Eventually, we made it to the top and were greatly rewarded for our efforts. The 360-degree views of the island were incredible. I learned later that Mt. Yae is the second-highest peak on island.

See the Blueberry in the parking lot?

After a brief resting period, we returned to the car and headed back to the highway. Starving, we stopped for some ice cream in Nago (the big city of the northern half of the island. 

We sat overlooking the beach to eat, and guess what we saw?!

If you look very closely, you can see the observatory where we stood at the top of the mountain! It's in the very center of the picture. If you can't see it, just take my word for it - it was there. All in all, not bad for an accidental field trip.

Sunday, December 4, 2011


Yoni and I realized last week that, while we’ve touched on a lot of big-idea topics on this blog, we have neglected to update you all on some of the everyday things that have been going on here. So that’s what I’m going to try to do here!

First things first: on Tuesday, we will be moving into our permanent lodging, an apartment on the second floor of the North Foster Towers. The apartment is located on Camp Foster, very close to the Jewish Chapel, where Friday night services are conducted. It’s a bit of a miracle that we were able to land this apartment. See, the housing office basically can put you wherever they want. The only rules they follow are these two: you are supposed to live close to where you work; and each family is supposed to have two options to choose from. If you don’t like one of those two options – too bad for you. They also don’t particularly care if you have pets or not, even though pets are not allowed in all forms of housing. Now, as many of you know, Yoni and I have a dog. We also (for obvious reasons) need to live within walking distance of the Jewish Chapel, even though it’s not Yoni’s primary place of work and so not the location the housing office is supposed to take into account. Luckily, the housing office was sympathetic to our cause, and did everything in their power to get us the housing we needed. Our new place has three bedrooms, two bathrooms, and a kitchen big enough for at least 7 people to stand in – not to mention our own washer and dryer! For Yoni and me, coming from our 1-bedroom Manhattan apartment, this new place will be palatial. We are very excited to move in and feel a bit more settled.

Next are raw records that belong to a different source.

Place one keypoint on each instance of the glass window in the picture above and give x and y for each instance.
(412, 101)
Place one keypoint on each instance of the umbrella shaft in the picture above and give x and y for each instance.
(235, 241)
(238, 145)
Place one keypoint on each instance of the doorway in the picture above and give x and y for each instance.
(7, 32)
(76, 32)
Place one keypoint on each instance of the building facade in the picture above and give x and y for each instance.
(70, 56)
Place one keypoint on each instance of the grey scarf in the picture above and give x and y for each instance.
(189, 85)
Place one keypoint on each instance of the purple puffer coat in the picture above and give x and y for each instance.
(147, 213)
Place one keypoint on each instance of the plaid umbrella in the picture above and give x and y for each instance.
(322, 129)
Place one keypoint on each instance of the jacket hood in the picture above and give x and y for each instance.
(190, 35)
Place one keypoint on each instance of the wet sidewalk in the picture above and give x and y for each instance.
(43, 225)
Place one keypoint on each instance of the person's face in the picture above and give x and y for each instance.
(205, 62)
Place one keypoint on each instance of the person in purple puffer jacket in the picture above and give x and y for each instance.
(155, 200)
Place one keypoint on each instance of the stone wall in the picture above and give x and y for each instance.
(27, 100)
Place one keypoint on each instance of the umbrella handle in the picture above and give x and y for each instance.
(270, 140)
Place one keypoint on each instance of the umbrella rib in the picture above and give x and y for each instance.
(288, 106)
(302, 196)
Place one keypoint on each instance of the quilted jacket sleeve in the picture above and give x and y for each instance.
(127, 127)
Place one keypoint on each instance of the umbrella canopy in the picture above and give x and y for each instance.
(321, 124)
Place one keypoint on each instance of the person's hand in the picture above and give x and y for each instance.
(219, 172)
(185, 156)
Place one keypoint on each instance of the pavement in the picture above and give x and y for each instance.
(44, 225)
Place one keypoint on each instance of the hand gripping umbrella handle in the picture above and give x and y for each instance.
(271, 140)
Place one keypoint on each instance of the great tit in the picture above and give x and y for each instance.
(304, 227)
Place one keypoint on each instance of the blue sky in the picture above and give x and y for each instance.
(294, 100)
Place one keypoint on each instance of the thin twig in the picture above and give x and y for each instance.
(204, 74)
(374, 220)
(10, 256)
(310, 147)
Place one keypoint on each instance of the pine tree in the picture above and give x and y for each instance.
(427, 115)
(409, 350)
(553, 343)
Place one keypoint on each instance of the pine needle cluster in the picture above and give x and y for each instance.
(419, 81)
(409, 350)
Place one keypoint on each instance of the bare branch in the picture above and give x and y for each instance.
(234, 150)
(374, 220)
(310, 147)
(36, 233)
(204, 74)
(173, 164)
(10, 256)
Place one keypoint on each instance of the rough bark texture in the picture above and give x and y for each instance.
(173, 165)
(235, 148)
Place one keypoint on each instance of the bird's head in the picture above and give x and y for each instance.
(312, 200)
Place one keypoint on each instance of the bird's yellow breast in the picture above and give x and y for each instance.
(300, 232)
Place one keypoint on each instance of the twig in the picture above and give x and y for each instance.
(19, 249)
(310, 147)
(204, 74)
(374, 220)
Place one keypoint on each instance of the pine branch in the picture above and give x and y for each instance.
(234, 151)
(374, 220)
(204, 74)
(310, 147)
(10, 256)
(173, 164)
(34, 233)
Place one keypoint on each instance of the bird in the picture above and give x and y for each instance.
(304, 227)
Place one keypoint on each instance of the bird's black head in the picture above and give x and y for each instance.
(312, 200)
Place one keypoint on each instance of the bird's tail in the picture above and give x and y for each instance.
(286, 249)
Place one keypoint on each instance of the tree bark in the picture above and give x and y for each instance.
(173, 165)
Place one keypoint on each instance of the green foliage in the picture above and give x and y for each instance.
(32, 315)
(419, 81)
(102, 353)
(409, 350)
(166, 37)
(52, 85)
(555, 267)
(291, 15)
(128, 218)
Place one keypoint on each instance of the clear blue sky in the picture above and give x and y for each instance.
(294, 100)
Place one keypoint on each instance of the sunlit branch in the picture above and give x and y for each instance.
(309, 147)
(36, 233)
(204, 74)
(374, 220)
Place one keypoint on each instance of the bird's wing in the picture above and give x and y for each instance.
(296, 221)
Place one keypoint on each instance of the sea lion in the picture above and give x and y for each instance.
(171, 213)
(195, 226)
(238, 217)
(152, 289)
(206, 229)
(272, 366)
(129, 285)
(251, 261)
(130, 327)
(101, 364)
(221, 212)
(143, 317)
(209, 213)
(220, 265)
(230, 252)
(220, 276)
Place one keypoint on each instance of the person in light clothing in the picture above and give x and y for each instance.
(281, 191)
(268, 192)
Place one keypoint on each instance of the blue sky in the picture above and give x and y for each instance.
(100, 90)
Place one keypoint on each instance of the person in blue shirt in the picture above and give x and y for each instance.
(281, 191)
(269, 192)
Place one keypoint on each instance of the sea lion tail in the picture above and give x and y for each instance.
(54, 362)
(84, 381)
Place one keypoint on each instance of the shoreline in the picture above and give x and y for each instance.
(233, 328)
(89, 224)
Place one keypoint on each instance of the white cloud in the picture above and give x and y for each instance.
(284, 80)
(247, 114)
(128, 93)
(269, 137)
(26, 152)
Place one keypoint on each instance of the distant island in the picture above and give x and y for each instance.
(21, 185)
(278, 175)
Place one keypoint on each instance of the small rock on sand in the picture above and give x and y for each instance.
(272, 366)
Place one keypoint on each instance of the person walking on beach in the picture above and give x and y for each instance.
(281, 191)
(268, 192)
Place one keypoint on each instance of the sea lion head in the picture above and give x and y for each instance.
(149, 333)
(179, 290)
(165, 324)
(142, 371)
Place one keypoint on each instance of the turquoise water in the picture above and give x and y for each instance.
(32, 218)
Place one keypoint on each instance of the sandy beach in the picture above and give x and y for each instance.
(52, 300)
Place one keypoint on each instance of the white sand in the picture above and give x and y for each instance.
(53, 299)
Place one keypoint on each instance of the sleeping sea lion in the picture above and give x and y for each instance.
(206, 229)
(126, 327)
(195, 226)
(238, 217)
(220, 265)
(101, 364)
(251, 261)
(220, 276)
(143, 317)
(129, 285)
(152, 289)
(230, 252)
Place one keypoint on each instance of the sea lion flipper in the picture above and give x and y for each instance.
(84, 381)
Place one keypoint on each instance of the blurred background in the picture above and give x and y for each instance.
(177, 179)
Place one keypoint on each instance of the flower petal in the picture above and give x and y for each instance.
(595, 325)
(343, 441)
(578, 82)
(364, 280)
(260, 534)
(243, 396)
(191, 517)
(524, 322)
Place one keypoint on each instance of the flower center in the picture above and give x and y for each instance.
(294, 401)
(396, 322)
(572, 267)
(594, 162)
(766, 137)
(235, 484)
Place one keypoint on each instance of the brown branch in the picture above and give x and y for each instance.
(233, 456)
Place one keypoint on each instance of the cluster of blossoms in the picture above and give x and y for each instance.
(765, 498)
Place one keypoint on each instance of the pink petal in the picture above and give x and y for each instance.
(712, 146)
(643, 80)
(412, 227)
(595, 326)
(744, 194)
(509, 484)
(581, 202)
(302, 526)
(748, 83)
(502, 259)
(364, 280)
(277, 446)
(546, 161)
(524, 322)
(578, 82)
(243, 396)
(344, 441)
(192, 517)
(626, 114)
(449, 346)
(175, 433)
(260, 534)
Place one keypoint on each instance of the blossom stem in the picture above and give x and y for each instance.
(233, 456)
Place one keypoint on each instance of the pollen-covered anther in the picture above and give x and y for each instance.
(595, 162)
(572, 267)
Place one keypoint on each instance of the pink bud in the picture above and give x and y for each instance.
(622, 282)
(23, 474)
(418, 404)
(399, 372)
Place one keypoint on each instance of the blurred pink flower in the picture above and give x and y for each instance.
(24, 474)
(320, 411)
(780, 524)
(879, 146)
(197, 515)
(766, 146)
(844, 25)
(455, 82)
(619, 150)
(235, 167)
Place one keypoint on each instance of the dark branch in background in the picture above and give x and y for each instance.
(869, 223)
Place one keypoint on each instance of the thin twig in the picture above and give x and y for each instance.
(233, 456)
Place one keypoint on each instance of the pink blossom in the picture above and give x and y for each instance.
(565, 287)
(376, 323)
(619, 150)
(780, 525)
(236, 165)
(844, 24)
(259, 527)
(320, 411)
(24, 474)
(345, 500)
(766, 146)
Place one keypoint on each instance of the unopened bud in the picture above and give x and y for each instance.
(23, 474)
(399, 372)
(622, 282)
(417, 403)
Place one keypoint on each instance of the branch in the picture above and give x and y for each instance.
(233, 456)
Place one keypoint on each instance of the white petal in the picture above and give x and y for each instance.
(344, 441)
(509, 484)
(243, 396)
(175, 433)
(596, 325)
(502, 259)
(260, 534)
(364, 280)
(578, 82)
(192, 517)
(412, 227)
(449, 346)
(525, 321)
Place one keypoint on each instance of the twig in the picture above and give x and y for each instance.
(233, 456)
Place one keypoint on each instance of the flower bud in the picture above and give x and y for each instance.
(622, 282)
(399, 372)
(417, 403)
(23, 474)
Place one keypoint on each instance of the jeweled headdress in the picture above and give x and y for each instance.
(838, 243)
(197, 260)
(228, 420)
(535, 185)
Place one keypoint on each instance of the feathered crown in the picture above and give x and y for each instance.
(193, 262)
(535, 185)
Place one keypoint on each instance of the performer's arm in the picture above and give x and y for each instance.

 Second, we bought a car! It’s pretty impossible to get around the island without a car, and while Yoni’s fellow chaplains were very good-natured about chauffeuring us around, we couldn’t depend on them for too long. Our new (used) car is a bright blue Nissan Cube – not a car you would ever see in the states, but awesome in its funny-looking-ness. I like to say that the car selection in Okinawa is similar to the car selection in Israel; I think this will give many of you a pretty good idea of what kinds of cars you see on the roads here. Here is a picture of our new car, which we affectionately refer to as the Blueberry:

Third, on Thursday night we went to the Chaplain Corps Ball, celebrating the 236th birthday of the Chaplain Corps. We were pleasantly surprised that there was a viable vegetarian option for us, and we met many of the island’s chaplains and their spouses. (A funny side note: almost every woman at the ball was wearing a floor-length dress – prom dress style! I was certainly underdressed.) There was even dancing! There was also a bit too much invoking of Jesus for me…but that was to be expected, and that’s also something that will be hard to change. But overt Christianity aside, we enjoyed our night at the Chaplain Ball, and are working on making some friends here so that we can feel normal and settled.

Finally, my mom mentioned that some of you are curious about the availability of American food here on base (and off). Here is a brief (but not exhaustive) listing of American restaurants I’ve seen. On base: Popeye’s, Captain D’s, Burger King, Subway, Baskin Robbins, Dunkin Donuts, Charley O’s, Manchu Wok, Pizza Hut, Romano’s Macaroni Grill. Off base: McDonald’s, A&W, Starbucks. Hope that at least gives you some of idea of what is available here. If there are other questions you have about life here, leave them in the comments area, and we will do our best to address them!

Shavua tov to everyone; have a wonderful week!